Glycomannans. Glycomannan, a glucose/mannose polymer derived from a plant called Amorphophallus konjak, which has several English names such as devil tongue, elephant yam and umbrella arum. It has unique hydroscopic abilities and will on contact with water swell and form a viscous gel, which like other gels will delay gastric emptying and intestinal transit time. It has been shown to be effective in delaying absorption of digestible energy. It has this far mainly been used in Japan and other Asian countries to treat diabetes, hypertension and hypercholesterolemia. Dietary supply of konjak mannans has been shown in experimental animals to alter the flora and reduce tumorigenesis. It is also effective to control of diarrhoea in enteral nutrition, especially in elderly patients, and to increase the Bifidobacteria flora.

Oat gum. Oat contains a series of interesting compounds, which is the reason why an increasing part the world production of oat goes to the pharmaceutical and cosmetic industries. The amino acid pattern of oat is rather similar to that of human muscle (only that of buckwheat is more alike), and can thus be expected to deliver most of the amino acids needed to build muscles. Oat is rich in water-soluble fibers, β-glucans, and known for their antiseptic properties. Oat is also rich in natural antioxidants, particularly ferulic acid, caffeic acid, hydrocinnamic acid, and tocopherols and oat was before synthetic antioxidants were available extensively used to preserve foods: milk, milk powder, butter, ice-cream, fish, bacon, sausages and other food products sensitive to fat oxidation. Another ingredient richly available in oat is inositol hexaphosphate (phytic acid), a strong antioxidant, particularly known to enhance natural killer cell activity and to suppress tumour growth. Oat is also rich in polyunsaturated fats/polar lipids such as phosphatidylcholine, known for its protective effects of mucosal and cellular surfaces.

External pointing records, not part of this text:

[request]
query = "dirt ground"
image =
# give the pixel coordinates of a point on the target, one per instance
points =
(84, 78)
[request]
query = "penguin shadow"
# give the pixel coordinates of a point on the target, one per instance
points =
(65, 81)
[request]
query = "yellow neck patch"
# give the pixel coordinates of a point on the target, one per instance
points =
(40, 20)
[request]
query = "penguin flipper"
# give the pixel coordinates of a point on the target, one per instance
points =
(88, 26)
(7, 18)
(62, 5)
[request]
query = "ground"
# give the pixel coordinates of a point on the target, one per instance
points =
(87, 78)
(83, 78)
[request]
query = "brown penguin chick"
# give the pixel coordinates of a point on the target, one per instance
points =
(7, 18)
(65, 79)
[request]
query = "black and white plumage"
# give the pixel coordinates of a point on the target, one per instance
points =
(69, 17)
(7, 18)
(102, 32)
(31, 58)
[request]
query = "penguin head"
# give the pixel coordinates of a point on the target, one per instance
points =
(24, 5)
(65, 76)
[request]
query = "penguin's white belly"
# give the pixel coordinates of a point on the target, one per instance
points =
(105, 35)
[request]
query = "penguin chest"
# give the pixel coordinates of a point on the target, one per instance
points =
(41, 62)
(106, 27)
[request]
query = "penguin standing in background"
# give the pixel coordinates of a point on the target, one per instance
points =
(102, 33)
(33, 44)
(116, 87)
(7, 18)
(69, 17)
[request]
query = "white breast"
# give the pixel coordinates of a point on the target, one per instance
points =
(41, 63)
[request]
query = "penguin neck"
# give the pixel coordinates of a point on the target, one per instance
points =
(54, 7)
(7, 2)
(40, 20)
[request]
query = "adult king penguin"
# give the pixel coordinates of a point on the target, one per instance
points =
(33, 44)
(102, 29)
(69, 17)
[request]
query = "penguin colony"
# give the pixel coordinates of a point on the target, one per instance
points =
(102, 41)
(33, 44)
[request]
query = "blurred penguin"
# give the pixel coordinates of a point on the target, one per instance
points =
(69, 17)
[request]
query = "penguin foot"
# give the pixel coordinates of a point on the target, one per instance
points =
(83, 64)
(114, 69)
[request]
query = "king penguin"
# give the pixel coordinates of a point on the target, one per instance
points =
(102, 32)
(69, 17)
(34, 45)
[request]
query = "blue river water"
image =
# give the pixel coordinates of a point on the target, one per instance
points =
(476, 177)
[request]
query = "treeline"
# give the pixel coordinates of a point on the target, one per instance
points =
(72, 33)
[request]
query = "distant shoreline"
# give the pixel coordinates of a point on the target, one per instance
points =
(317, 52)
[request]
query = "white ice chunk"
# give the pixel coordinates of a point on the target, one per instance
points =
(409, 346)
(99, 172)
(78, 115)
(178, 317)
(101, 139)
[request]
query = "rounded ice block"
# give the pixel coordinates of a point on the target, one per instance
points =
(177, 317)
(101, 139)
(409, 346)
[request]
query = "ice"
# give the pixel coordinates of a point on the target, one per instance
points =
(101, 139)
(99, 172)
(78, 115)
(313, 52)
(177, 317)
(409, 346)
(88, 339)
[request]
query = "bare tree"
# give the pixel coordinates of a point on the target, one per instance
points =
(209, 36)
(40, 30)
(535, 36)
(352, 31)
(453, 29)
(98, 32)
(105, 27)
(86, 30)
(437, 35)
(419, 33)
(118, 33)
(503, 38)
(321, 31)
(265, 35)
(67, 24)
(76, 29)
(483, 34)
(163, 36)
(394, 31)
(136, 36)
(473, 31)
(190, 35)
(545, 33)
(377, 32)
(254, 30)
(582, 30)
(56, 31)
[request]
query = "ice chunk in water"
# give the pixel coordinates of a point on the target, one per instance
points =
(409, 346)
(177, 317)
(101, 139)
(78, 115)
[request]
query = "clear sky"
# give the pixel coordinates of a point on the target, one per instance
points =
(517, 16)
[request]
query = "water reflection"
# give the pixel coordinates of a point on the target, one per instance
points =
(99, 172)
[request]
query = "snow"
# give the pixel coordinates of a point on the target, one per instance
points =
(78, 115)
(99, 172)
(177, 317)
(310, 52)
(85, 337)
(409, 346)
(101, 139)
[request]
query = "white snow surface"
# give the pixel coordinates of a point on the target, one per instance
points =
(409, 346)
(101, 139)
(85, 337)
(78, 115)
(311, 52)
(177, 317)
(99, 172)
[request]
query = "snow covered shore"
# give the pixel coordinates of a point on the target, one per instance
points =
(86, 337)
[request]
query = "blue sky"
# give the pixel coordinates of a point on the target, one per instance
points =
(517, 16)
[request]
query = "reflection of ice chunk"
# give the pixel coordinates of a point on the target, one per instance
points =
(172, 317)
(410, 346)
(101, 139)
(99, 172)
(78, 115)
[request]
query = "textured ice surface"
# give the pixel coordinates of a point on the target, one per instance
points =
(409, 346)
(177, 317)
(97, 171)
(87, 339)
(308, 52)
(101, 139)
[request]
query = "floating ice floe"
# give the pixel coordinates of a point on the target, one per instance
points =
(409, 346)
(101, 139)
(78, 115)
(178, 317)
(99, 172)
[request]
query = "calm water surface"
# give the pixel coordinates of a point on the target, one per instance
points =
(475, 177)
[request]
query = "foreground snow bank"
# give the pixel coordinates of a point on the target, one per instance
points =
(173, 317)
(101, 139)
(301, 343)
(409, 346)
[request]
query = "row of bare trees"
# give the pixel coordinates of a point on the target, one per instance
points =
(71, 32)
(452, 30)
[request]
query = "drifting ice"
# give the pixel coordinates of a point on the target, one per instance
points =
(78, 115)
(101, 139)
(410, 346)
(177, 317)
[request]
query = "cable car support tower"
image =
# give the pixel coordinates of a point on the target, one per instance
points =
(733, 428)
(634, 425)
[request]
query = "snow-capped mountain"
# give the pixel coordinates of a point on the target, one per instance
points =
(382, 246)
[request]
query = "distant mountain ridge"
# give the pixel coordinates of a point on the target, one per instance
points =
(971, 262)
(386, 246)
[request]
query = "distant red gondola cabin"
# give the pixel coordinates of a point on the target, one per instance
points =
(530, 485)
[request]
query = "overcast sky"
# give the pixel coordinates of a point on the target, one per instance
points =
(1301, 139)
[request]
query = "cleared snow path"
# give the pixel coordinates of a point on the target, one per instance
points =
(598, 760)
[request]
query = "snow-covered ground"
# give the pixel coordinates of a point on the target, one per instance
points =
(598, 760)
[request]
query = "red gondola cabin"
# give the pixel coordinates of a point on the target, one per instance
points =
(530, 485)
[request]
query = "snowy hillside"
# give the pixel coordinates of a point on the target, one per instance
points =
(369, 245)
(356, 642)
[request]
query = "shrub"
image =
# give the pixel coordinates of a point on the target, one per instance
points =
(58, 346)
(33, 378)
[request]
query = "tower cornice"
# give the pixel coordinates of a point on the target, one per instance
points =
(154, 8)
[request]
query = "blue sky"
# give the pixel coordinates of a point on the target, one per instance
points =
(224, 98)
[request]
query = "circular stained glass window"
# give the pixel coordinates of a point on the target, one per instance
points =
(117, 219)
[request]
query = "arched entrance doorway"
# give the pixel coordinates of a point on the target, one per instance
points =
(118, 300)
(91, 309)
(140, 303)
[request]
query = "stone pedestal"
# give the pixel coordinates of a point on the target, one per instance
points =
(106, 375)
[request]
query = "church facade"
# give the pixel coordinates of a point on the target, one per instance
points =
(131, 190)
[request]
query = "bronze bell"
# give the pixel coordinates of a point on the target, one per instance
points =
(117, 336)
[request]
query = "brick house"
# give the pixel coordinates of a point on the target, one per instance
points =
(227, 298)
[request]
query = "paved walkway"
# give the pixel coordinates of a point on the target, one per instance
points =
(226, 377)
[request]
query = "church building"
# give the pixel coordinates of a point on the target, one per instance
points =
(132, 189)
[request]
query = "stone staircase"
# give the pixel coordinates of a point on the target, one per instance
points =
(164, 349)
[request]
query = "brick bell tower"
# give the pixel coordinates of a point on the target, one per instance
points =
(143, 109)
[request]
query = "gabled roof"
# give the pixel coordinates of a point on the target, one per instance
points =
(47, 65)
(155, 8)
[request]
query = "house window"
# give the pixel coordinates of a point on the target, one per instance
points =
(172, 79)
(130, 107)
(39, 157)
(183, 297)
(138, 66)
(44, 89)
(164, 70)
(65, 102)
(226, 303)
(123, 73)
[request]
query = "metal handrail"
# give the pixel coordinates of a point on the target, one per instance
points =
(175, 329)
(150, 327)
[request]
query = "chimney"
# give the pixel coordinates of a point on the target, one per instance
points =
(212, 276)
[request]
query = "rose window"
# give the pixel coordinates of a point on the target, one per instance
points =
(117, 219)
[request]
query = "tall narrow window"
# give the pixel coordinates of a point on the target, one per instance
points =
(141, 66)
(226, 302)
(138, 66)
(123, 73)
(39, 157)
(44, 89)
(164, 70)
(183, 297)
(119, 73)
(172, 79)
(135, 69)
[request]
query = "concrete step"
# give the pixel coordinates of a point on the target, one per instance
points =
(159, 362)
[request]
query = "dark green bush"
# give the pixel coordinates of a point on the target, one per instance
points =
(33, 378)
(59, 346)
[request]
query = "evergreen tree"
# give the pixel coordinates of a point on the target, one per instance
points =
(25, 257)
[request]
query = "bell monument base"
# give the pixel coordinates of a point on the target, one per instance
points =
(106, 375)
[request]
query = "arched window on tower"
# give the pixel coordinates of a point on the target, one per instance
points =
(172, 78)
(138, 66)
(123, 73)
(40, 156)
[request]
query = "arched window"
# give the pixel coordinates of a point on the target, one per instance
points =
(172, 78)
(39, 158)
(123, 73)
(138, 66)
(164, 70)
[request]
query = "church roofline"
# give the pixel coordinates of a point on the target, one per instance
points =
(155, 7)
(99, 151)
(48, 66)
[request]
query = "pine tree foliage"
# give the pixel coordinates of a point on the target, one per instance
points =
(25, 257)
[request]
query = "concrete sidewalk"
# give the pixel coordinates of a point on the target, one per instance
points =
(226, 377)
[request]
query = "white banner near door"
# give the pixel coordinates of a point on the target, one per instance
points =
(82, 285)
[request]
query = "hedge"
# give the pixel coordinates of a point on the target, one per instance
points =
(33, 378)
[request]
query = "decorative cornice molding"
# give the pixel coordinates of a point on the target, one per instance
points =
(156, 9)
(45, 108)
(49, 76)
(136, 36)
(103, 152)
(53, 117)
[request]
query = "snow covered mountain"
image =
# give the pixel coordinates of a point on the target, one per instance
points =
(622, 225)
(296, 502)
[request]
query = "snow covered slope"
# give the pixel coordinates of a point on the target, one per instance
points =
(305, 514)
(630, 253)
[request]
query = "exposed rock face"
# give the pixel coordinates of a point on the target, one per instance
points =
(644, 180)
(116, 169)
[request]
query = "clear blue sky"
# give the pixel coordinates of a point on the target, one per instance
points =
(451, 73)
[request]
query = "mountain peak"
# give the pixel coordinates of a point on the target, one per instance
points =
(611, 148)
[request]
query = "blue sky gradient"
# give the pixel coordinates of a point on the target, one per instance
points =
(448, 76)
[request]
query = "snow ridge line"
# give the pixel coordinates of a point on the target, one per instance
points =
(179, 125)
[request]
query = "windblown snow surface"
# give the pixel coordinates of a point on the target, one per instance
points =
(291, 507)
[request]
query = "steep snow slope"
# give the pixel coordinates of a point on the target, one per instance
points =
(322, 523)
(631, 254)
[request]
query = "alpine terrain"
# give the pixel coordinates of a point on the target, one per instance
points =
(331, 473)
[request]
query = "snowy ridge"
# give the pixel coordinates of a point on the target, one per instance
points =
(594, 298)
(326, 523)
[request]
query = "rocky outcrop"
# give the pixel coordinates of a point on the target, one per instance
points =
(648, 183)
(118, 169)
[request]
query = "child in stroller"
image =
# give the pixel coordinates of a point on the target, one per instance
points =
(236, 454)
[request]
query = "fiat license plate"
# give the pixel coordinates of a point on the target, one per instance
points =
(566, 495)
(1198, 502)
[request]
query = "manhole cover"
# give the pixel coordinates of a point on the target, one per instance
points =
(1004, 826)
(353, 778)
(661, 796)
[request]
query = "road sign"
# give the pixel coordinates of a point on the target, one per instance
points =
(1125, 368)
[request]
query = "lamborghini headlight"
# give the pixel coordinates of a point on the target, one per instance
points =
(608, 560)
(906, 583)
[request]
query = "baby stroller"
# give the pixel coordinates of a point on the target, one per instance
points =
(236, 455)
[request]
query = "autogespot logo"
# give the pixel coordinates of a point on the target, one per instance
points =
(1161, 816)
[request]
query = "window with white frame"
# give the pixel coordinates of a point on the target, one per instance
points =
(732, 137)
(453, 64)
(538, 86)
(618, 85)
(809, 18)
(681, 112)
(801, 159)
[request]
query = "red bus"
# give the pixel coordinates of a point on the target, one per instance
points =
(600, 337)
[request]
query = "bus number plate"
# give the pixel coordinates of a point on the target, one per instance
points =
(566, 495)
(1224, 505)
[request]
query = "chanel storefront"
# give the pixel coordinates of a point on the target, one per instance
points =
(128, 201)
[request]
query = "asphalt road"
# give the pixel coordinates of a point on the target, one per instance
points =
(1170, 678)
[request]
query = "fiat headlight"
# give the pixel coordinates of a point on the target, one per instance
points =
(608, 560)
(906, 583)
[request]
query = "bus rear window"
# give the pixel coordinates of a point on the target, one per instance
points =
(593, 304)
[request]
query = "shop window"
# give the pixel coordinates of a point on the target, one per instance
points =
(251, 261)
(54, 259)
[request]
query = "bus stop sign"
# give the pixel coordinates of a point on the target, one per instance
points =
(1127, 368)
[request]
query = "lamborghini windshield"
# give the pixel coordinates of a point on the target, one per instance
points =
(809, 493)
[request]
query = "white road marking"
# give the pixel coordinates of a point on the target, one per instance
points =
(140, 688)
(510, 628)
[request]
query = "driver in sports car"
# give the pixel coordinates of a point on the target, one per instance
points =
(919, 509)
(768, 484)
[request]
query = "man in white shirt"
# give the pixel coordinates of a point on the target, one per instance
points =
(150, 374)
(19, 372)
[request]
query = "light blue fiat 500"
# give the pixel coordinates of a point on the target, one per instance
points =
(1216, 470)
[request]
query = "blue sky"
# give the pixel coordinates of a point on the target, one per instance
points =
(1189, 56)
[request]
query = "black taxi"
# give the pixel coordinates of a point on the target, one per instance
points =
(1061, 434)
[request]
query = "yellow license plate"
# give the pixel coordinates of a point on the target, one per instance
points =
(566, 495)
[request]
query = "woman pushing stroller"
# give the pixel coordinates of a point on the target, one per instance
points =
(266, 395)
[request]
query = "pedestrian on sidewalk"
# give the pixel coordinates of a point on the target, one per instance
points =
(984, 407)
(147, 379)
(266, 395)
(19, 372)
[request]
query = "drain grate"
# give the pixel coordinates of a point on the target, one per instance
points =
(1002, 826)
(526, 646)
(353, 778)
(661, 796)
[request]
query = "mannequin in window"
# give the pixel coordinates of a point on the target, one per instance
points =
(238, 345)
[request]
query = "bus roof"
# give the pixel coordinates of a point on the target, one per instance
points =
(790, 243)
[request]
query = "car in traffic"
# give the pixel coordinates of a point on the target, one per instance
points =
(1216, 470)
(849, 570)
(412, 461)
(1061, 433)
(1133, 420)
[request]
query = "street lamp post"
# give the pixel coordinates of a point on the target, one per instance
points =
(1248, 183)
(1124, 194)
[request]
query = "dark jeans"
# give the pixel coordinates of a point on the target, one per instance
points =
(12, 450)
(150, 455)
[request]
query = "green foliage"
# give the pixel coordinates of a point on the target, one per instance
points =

Pectin. Also pectin is an interesting fibre, extensively used by pharmaceutical and food industry. It has a unique ability to form gels and is commonly used as a carrier of pharmacologically active substances and is common in baby foods. An important finding is that pectin a very strong antioxidant against the three most dominating oxidation damages induced by peroxyl-, superoxide- and hydroxyl radicals. These effects might explain why pectin has the capacity to stimulate the gut-associated immune system and to prevent disruption of the intestinal microflora. Pectins have shown strong protective and healing effects on gastric but also intestinal mucosa, in experimental studies not inferior to what is observed with H2-blockers, proton inhibitors and surface-protection agents [13, 14]. Pectin builds a protection layer in the stomach and facilitates maintenance of gastric acidity, important for prevention of colonization of the stomach by pathogens. Pectin is also an excellent substrate for microbial fermentation.

Lactic acid bacteria key to fermentation of fibres

Not all fibres are easily fermented in the gut. Among the more fermentation-resistant fibres are wheat fibres which usually are not digested until they reach descending colon. Also oligofructans (inulin or phleins) are difficult to ferment and only a small minority of lactic acid bacteria (LAB) are able to do so. When the ability of 712 different LAB to ferment oligofructans was studied, only 16/712 were able to ferment the phleins and 8/712 inulin [15]. Apart from Lactobacillus plantarum only three other LAB species, Lactobacillus paracasei subsp. paracasei Lactobacillus brevis and Pediococcus pentosaceus were able to ferment such semi-resistant fibres. Another study investigated the ability of 28 different LAB to ferment pure fructooligosacharides (FOS). All Lb plantarum Lb casei and Lb acidophilus strains studied and most Bifidobacteria metabolized FOS, in contrast to yoghurt bacteria such as Lb bulgaricus and Streptococcus thermophilus and also Lactobacillus strain GG, which all were unable to ferment these fibres [16].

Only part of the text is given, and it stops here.